Hi,
I'm performing some performance tests with DSPLINK 1.64 on dm6467. My aim is to continuously stream 200Mbps of data from a thread running on arm to a task running on dsp (only in that direction) and I'm trying to find the best method to achieve that. I'm running the classic loop, message, ring_io tests (slightly modified to calculate bandwidth and removed data transfers from DSP to Arm) provided with dsplink.

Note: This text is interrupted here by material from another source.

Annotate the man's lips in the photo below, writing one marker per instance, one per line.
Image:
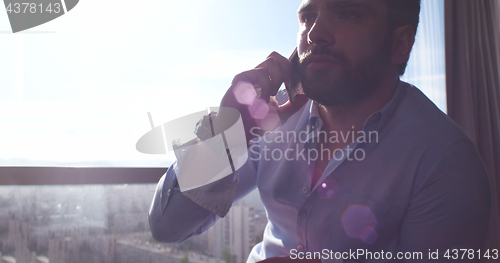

So far I'm quite puzzled by the high Arm processor load associated with data transfers. I expected zero copy methods to allow for lower cpu load on the Arm side. No memcpy are required on the buffers, since in the demo the buffer data is generated only once at start of the application. Assuming that there is no actual data movement (zero copy transfer channel), there seems to be a high overhead associated with synchronization information exchange between Arm and DSP. Ad an example, loop demo can be executed with 512, 1024, 16KB buffers. As buffer size increase, the actual bitrate rises (as expected), but the cpu load is the same. This is expected since zero copy means that there is no load associated with the amount of data transfer. But this also means that processor load is associated with actual synchronization information passing between Arm and DSP.
As an example, using 15KB buffers I can achieve 200Mbps, but Arm processor load is nearly 80%. All this without actually moving data between the processors.
It this what I can expect from DSPLINK or there is some catch I am no aware of?